お兄様の背中をゆっくりと撫でると、お兄様はおれを優しく抱きしめてきた。
「それでもお兄様がこうしてお話されたということは、わたくしが行かなければならない事態なのでしょう? 頼っていただけて嬉しいです」
「うう……、そうなんだよ……。王国へ行くのに丁度いい立場がお前しかいないんだ……! 俺は嫌なんだが、嫌なんだが!!」
おれが選ばれた理由はなんとなく分かってる。
国から長期間離れても政治に問題がなく、ただ国の顔としていられるからだ。
おれは基本的にあれこれ決めてる政治の場には顔を出してない。
必要な時は出るけど、ここじゃ男の戦場だし後から出てきた皇女ってのもあるし体調もあるし、そもそも政治の場につく学が追いついてねーんだわ。
今は頑張ってお勉強続けてるんだけどね、中々……。
ヴェルメの時みたいに判断を求められる場合もあるから、一層力は入れてたりする。
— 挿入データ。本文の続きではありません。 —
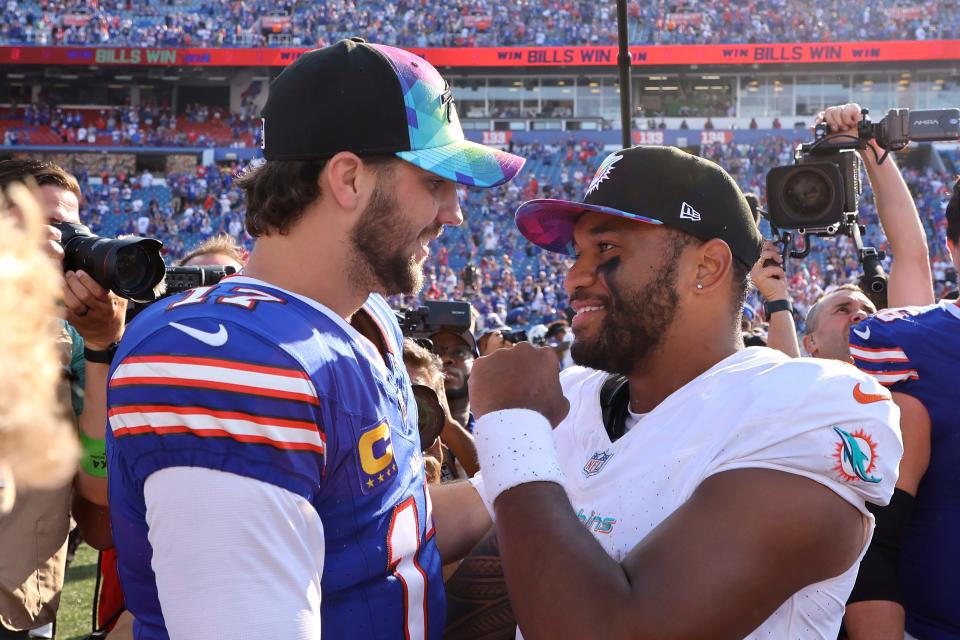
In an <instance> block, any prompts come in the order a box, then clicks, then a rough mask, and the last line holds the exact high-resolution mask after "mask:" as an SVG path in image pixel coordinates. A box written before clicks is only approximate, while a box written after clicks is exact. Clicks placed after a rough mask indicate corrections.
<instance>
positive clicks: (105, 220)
mask: <svg viewBox="0 0 960 640" xmlns="http://www.w3.org/2000/svg"><path fill="white" fill-rule="evenodd" d="M514 150H515V152H516V153H518V154H520V155H522V156H524V157H526V158H527V165H526V166H525V167H524V170H523V171H522V173H521V174H520V175H519V176H518V177H517V178H516V179H515V180H513V181H512V182H511V183H509V184H508V185H506V186H505V187H504V188H503V189H501V190H497V191H488V190H472V191H468V190H462V191H461V199H462V201H463V210H464V214H465V218H466V221H465V223H464V225H463V226H462V227H459V228H451V229H448V230H447V231H446V233H444V234H443V235H442V236H441V238H440V239H439V240H437V241H436V242H434V243H433V246H432V248H431V251H432V255H431V257H430V260H429V262H428V264H427V267H426V284H425V287H424V289H423V291H422V292H421V294H420V296H419V299H415V298H413V297H407V299H400V298H395V299H393V300H392V302H393V303H394V304H395V306H398V307H399V306H410V305H414V306H416V305H418V304H419V302H420V301H422V300H468V301H470V302H471V303H472V304H473V305H474V306H475V307H476V309H477V310H478V311H479V312H480V314H481V316H486V315H487V314H489V313H494V314H497V316H498V318H499V319H500V320H501V321H502V322H505V323H506V324H508V325H511V326H513V327H517V328H520V329H529V328H531V327H533V326H535V325H538V324H549V323H550V322H551V321H553V320H557V319H560V318H562V317H563V314H562V312H561V310H562V309H564V308H565V307H566V306H567V299H566V295H565V293H564V292H563V286H562V284H563V282H562V277H563V274H564V273H565V272H566V269H567V267H568V266H569V260H567V259H565V258H563V257H561V256H558V255H556V254H552V253H549V252H544V251H541V250H540V249H538V248H536V247H535V246H533V245H531V244H530V243H529V242H526V241H525V240H524V238H523V236H521V234H520V233H519V232H518V230H517V227H516V225H515V224H514V223H513V214H514V212H515V211H516V208H517V207H518V206H519V204H520V203H521V202H523V201H525V200H529V199H532V198H536V197H542V198H571V197H576V196H577V195H578V194H580V193H582V191H583V190H584V189H585V188H586V185H587V184H588V183H589V181H590V178H591V177H592V176H593V174H594V171H595V169H596V166H597V164H598V163H599V162H600V159H602V157H603V150H602V148H601V147H600V145H597V144H595V143H592V142H589V141H585V140H577V139H575V138H570V139H569V140H568V141H567V142H566V144H564V145H562V146H554V145H544V144H540V143H534V144H530V145H522V146H521V145H517V146H515V149H514ZM702 153H703V156H704V157H706V158H709V159H712V160H714V161H716V162H718V163H719V164H721V165H722V166H725V167H727V168H728V169H729V171H730V173H731V175H732V176H733V177H734V178H735V179H736V180H737V182H738V184H739V185H740V186H741V188H742V189H743V190H744V191H745V192H752V193H757V194H758V195H760V196H761V201H763V198H764V197H765V189H766V182H765V175H766V172H767V171H768V170H769V169H770V168H772V167H774V166H779V165H783V164H789V163H790V162H791V161H792V143H791V142H790V141H789V140H788V139H787V138H784V137H778V136H770V137H767V138H764V139H763V140H762V141H760V142H758V143H756V144H753V145H707V146H705V147H704V148H703V150H702ZM240 169H242V166H241V165H238V164H231V165H225V166H222V167H216V166H212V167H204V166H198V167H197V168H196V169H195V170H194V171H192V172H186V173H172V174H167V175H165V176H157V177H154V176H153V174H151V173H150V172H143V173H141V174H140V175H136V174H130V175H127V174H126V173H124V172H120V173H119V174H116V175H111V174H110V173H108V172H103V173H102V174H97V175H91V174H90V173H88V172H83V173H81V174H80V176H79V178H80V183H81V186H82V188H83V190H84V203H83V210H82V216H83V219H84V221H85V222H87V223H89V224H90V226H91V228H92V229H93V230H94V232H96V233H99V234H102V235H105V236H111V235H117V234H138V235H145V236H150V237H157V238H159V239H161V240H162V241H163V242H164V253H165V255H166V257H167V259H168V261H172V260H175V259H177V258H179V257H180V256H182V255H183V254H184V253H185V252H186V251H187V250H189V249H190V248H191V247H193V246H196V245H197V244H199V243H200V242H202V241H203V240H206V239H208V238H210V237H212V236H214V235H217V234H221V233H226V234H228V235H230V236H231V237H233V238H234V239H236V240H237V241H238V242H239V243H240V244H242V245H243V246H245V247H247V248H249V247H250V246H251V238H250V236H249V235H247V233H246V231H245V229H244V225H243V217H244V212H245V208H244V204H243V199H242V197H241V193H240V190H239V189H238V188H237V186H236V184H235V183H234V178H235V175H236V173H237V172H238V171H239V170H240ZM901 173H902V174H903V176H904V179H905V180H906V182H907V185H908V187H909V188H910V190H911V193H912V194H913V196H914V198H915V201H916V203H917V208H918V210H919V211H920V214H921V215H920V219H921V220H922V222H923V225H924V230H925V232H926V234H927V239H928V245H929V251H930V259H931V265H932V267H933V273H934V280H935V282H936V287H937V293H938V294H940V293H943V292H944V291H946V290H948V289H952V288H955V286H956V272H955V271H954V269H953V268H952V266H951V264H950V258H949V255H947V253H946V250H945V249H944V238H945V229H946V220H945V218H944V213H943V208H944V205H945V203H946V201H947V199H948V198H949V194H950V185H951V182H950V179H949V176H948V175H947V174H945V173H944V174H941V173H939V172H936V171H934V170H932V169H926V170H919V169H913V168H903V169H902V170H901ZM91 178H93V180H91ZM161 178H162V180H161ZM860 205H861V206H860V212H861V220H862V221H863V222H865V223H866V224H867V229H868V234H867V236H866V237H865V241H866V243H867V244H868V245H872V246H875V247H877V248H878V249H883V250H886V251H887V252H888V257H887V260H886V262H885V264H886V265H887V266H889V264H890V260H891V259H892V257H893V256H892V253H891V252H890V251H889V247H888V245H887V242H886V239H885V238H884V237H883V234H882V231H881V230H880V226H879V219H878V217H877V213H876V205H875V202H874V199H873V192H872V190H871V189H870V186H869V184H868V183H867V184H865V190H864V194H863V196H862V197H861V201H860ZM763 228H764V230H765V232H766V233H767V234H768V235H769V228H768V227H767V226H766V225H764V227H763ZM787 272H788V275H789V277H790V284H791V291H792V292H793V293H794V296H795V299H794V305H795V308H796V310H797V313H796V316H797V322H798V326H799V329H800V330H802V329H803V328H804V327H803V318H804V317H805V315H806V311H807V310H808V309H809V307H810V305H812V304H813V303H814V302H815V301H816V300H817V299H818V298H819V297H820V296H821V295H822V294H823V291H824V290H826V289H827V288H829V287H832V286H835V285H837V284H842V283H848V282H853V281H855V280H856V278H857V276H858V274H859V265H858V262H857V256H856V252H855V250H854V248H853V245H852V243H851V242H850V240H849V239H848V238H846V237H839V238H834V239H816V240H815V241H814V246H813V250H812V252H811V254H810V256H809V257H807V258H805V259H803V260H790V261H788V265H787ZM748 304H749V305H750V306H751V307H752V308H753V309H754V310H755V311H757V312H759V309H760V308H761V306H762V304H761V302H760V300H759V298H758V297H757V296H756V295H754V296H752V297H751V299H750V300H749V301H748Z"/></svg>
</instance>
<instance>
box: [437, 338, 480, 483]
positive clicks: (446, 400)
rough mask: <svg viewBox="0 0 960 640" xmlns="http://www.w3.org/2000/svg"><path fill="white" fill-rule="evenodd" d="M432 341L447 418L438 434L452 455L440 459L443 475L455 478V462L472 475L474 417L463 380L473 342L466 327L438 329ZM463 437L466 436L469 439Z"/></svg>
mask: <svg viewBox="0 0 960 640" xmlns="http://www.w3.org/2000/svg"><path fill="white" fill-rule="evenodd" d="M430 341H431V342H433V352H434V353H435V354H437V355H438V356H439V357H440V361H441V362H442V364H443V388H444V395H445V398H446V405H447V415H448V417H449V418H450V420H449V422H450V424H448V425H447V426H445V427H444V434H443V435H441V436H440V438H441V440H443V443H444V444H445V445H446V446H447V447H449V449H450V453H451V454H452V456H450V457H449V459H448V460H445V461H444V467H445V469H444V471H445V474H452V477H454V478H456V477H459V476H460V474H459V472H458V471H457V469H456V467H457V463H459V464H460V466H462V467H463V470H464V472H465V473H466V475H467V476H473V475H474V474H475V473H476V472H477V471H478V470H479V468H480V467H479V465H478V464H477V452H476V448H475V447H474V446H473V438H472V437H469V436H470V434H471V433H472V432H473V424H474V418H473V415H472V414H471V413H470V393H469V388H468V386H467V383H468V382H469V381H470V372H471V371H472V370H473V362H474V360H475V359H476V358H478V357H479V356H480V353H479V351H478V350H477V342H476V340H475V339H474V337H473V334H471V333H470V330H469V329H464V330H463V331H459V332H457V331H453V330H451V329H442V330H440V331H438V332H436V333H433V334H431V335H430ZM464 436H468V437H469V440H467V438H465V437H464Z"/></svg>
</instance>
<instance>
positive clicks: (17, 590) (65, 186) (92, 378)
mask: <svg viewBox="0 0 960 640" xmlns="http://www.w3.org/2000/svg"><path fill="white" fill-rule="evenodd" d="M17 182H28V183H29V182H32V183H35V184H36V185H37V186H38V188H39V190H38V197H39V200H40V205H41V206H42V207H43V209H44V211H45V213H46V215H47V216H48V219H49V221H51V222H68V223H73V224H80V198H81V192H80V185H79V183H78V182H77V180H76V178H74V177H73V176H72V175H70V174H69V173H67V172H66V171H64V170H63V169H61V168H60V167H58V166H57V165H55V164H52V163H50V162H45V161H37V160H32V159H23V160H4V161H0V188H4V189H5V188H7V187H8V186H9V185H11V184H13V183H17ZM47 234H48V237H49V239H50V242H48V243H47V250H48V252H49V253H50V254H51V255H53V256H56V257H58V258H59V259H63V249H62V248H61V247H60V246H59V245H58V244H57V241H58V240H59V238H60V232H59V231H58V230H57V229H55V228H54V227H52V226H48V227H47ZM62 296H63V297H62V300H63V305H64V307H65V310H66V317H65V320H64V321H63V322H62V323H61V324H60V327H59V331H58V334H57V335H56V336H51V340H55V341H56V342H57V344H58V345H59V346H60V348H61V349H62V354H63V364H64V370H65V372H66V373H65V375H66V379H65V382H64V385H65V387H66V388H68V389H69V392H68V393H65V394H64V395H65V397H67V398H71V401H70V405H71V406H70V407H68V408H69V409H71V410H72V411H70V413H71V415H73V416H74V419H75V421H76V422H75V424H76V426H77V428H78V430H79V435H80V440H81V444H82V445H83V455H82V457H81V464H80V471H79V472H78V473H77V475H76V477H75V479H74V482H73V486H72V487H71V486H70V485H67V486H64V487H62V488H60V489H57V490H51V491H42V492H29V493H26V492H25V493H24V494H23V495H22V496H20V498H19V499H18V500H17V503H16V505H15V507H14V510H13V512H12V513H11V514H10V515H9V516H7V517H6V518H4V520H3V524H2V526H0V548H2V549H13V550H15V553H5V554H3V556H4V562H3V563H2V565H0V573H2V575H0V638H6V637H26V635H27V632H28V630H30V629H35V628H38V627H41V626H44V625H46V624H48V623H50V622H52V621H53V620H54V619H55V618H56V609H57V606H58V603H59V595H60V591H61V589H62V587H63V574H64V568H65V562H66V551H67V535H68V533H69V527H70V516H71V512H72V515H73V517H74V519H75V520H76V521H77V524H78V525H79V526H80V530H81V532H82V533H83V536H84V538H85V539H86V540H87V541H88V542H89V543H90V544H91V546H93V547H95V548H98V549H102V548H106V547H108V546H110V544H111V539H110V531H109V523H108V520H107V511H106V505H107V484H106V459H105V454H104V428H105V425H106V422H107V413H106V390H107V372H108V368H109V363H110V359H111V357H112V354H113V350H114V349H115V345H116V343H117V341H119V339H120V337H121V335H122V334H123V329H124V315H125V312H126V306H127V303H126V300H124V299H123V298H120V297H119V296H116V295H115V294H113V293H111V292H110V291H108V290H106V289H104V288H103V287H101V286H100V285H99V284H97V283H96V282H94V280H93V278H92V277H91V276H90V275H89V274H87V273H85V272H83V271H76V272H74V271H68V272H67V273H66V274H64V287H63V292H62ZM67 385H68V386H67ZM72 489H73V490H75V491H72ZM71 493H72V494H73V505H72V510H71V504H70V503H71ZM24 576H27V578H26V579H25V580H24V578H23V577H24ZM4 634H5V635H4Z"/></svg>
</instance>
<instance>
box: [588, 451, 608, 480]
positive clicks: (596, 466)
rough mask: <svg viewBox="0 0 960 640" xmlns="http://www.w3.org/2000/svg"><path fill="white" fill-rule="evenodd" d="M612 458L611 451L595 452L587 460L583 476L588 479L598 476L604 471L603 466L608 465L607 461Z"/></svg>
mask: <svg viewBox="0 0 960 640" xmlns="http://www.w3.org/2000/svg"><path fill="white" fill-rule="evenodd" d="M612 457H613V454H612V453H610V452H609V451H594V453H593V455H592V456H590V459H589V460H587V464H585V465H583V475H584V476H585V477H587V478H589V477H590V476H595V475H597V474H598V473H600V471H601V470H602V469H603V465H605V464H607V460H609V459H610V458H612Z"/></svg>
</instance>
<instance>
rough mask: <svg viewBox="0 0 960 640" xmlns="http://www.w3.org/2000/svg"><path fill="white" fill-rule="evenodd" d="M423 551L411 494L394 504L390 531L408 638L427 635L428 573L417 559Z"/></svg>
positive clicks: (413, 502) (389, 564)
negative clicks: (407, 497)
mask: <svg viewBox="0 0 960 640" xmlns="http://www.w3.org/2000/svg"><path fill="white" fill-rule="evenodd" d="M428 517H429V516H428ZM419 553H420V522H419V520H418V517H417V503H416V502H415V501H414V499H413V496H410V497H409V498H407V499H406V500H404V501H403V502H401V503H400V504H398V505H397V506H396V507H394V509H393V517H392V518H391V519H390V529H389V530H388V531H387V562H388V563H389V565H388V566H389V567H390V570H391V571H392V572H393V575H395V576H396V577H397V579H398V580H399V581H400V584H401V585H403V637H404V640H420V639H421V638H426V637H427V574H426V572H424V570H423V569H422V568H421V567H420V564H419V563H418V562H417V556H418V555H419Z"/></svg>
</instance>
怖すぎるんだよぉ。
「大丈夫です、お兄様。わたくしは理解しております」
そもそもお兄様が行くのは無理だ。国内が整ってないのに皇帝という名の仲裁役が行ける訳がない。
じゃあ国内貴族で有力な人が行きゃいいじゃんって話になるんだろうけど……。
「ごめんなぁカテリーネ……。そこそこの地位を持つヤツにいいから行ってこいって言ったんだがな……。『正当な理由』をどうにかして見つけて断ってくる」
お兄様がギリギリと歯を鳴らした。
この大事な局面で長く会議の場から離れたくないので行きたがらないらしい。
下手したら解放軍派や他の貴族に席取られる可能性があるからね、見張っておきたいのもあるんだろうな。
王国にツテを作っておくって意味じゃアリだろうけど、そこまでする余裕がないとみた。
「解放軍側のヤツを代表として王国へ行かせる訳にもいかねえし」
じゃあ解放軍派の主要な人が行きたがるのでは? って思うけど、お兄様の言っている通り無理だ。
何人かは貴族の人もいるけど解放軍に味方した点が難点で、貴族じゃない人は王国へ行かせるに値する相応の身分ではない。
王国はあくまで『帝国』と同盟を結んでた。
言っちゃアレだけど『解放軍』という得体の知れない人物を国の代表として寄越されても……ってやつ。
ゲンブルク内で何かやらかすのではと警戒される可能性があるし、身分が低いのを行かせたら「舐められてる」って思われてしまう。
その点おれは突然出てきたとはいえ、正式に皇女として迎え入れられてるし、長期間いなくてもそこまで困らない。
……お兄様は困ってるけども。
上げた点以外にも理由はあれど、おおまかに言うとこんな感じだったりする。
「お前は和平をもたらした存在だ。お前が行くことによって、こちらも関係を穏便に保ちたいと思っているのを示せる」
「それが国の、ひいてはお兄様の為になるならば行きます。……あちらでのお料理、食べて学んで帰ってきますね」
「かっ、カテリーネ……!」
お兄様、抱きしめる力が強すぎましてよ……。
料理はおれが直接教わることはできなくとも、誰かに聞いてもらったりレシピ本もらったりはできるかもだし。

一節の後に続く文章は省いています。